Quoi qu’il en soit, posons une dernière question, cette fois pour y répondre. Quel est donc le geste aussi bien agambenien, lorésien (adjectif pour Loraux ?) que freudien, par lequel on peut aborder ces gênantes tables d’opposition ? Tous se mettent à la « table de division7 ». Si la différence homme-femme est déjà une division – et Loraux souligne bien l’étymologie de sexus, qui est sec-, la coupure – il s’agit alors d’opérer une nouvelle division : division de la division. Le couple antithétique, se trouve problématisé (et peut-être même destitué) dans une division programmatique et méthodologiquement menée sur la base de ses propres termes. Avec cette opération logique, le terme masculin se voit lui-même scindé en masculin/féminin.
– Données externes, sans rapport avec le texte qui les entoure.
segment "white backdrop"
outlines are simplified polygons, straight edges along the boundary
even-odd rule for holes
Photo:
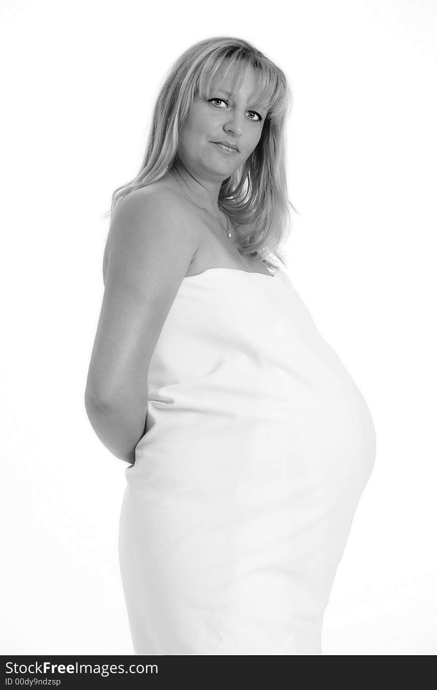
[[[435,654],[436,3],[3,0],[0,12],[0,652],[133,653],[117,546],[128,466],[84,404],[102,215],[139,169],[166,71],[197,41],[231,35],[289,79],[300,215],[288,272],[376,429],[323,653]]]

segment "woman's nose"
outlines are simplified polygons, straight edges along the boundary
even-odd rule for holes
[[[240,135],[243,132],[244,115],[237,112],[231,113],[224,123],[224,128],[227,132],[233,132],[235,134]]]

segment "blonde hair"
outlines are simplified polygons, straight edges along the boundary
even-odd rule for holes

Il y a là, par rapport au vide qu’institue la dichotomie citoyenne, comme une manière de réunion, de proximité, de solidarité. Ce qui bien sûr «  permet de penser l’identité comme virtuellement travaillée par de l’autre. » (p. 8). La table de division est aussi bien, celle de la division du sujet, de l’Ichspaltung et de la bisexualité psychique au sujet de laquelle la psychanalyse nous entretient.

 

- O.L.

 


1Journée, Gérard, « Lumière et Nuit, Féminin et Masculin chez Parménide d’Elée : quelques remarques », Phronesis, no 57, p. 291.

2Dans son Génération des animaux, ch. V. notamment.

3Il faut ici ici Platon et les présocratiques avec leurs traités « sur la nature » (peri phusis), même si ce n’est à partir de Aristote que le terme de philosophie apparaît.

4Voir p. ex. Nietzsche, La naissance de la tragédie, trad. Cornélius Heim, Paris, Denoël, coll. « Médiations », 1984, p. 46-51.

5Pour N. Loraux, le discours philosophique représenterait entre le discours civique et le discours littéraire un moyen terme. Nous ne l’abordons pas ici. Bornons-nous à rappeler que les présocratiques se distinguent très mal des poètes, plaçant leur narration sous l’égide de personnages féminins semblables aux Muses. (Parménide et ses « filles du Soleil » est l’exemple le plus célèbre).

6Agamben, Giorgio, La guerre civile - Pour une théorie politique de la Stasis, Paris, Seuil, coll. « Points essais », 2015, 80 p.

7Nous reprenons cette expression à Martin Rueff (par ailleurs un des traducteurs du philosophe romain), voir le très instructif article : Rueff, Martin, « La table de division », Critique, no. 836-837, « Giorgio Agamben », 2017, p. 131-157.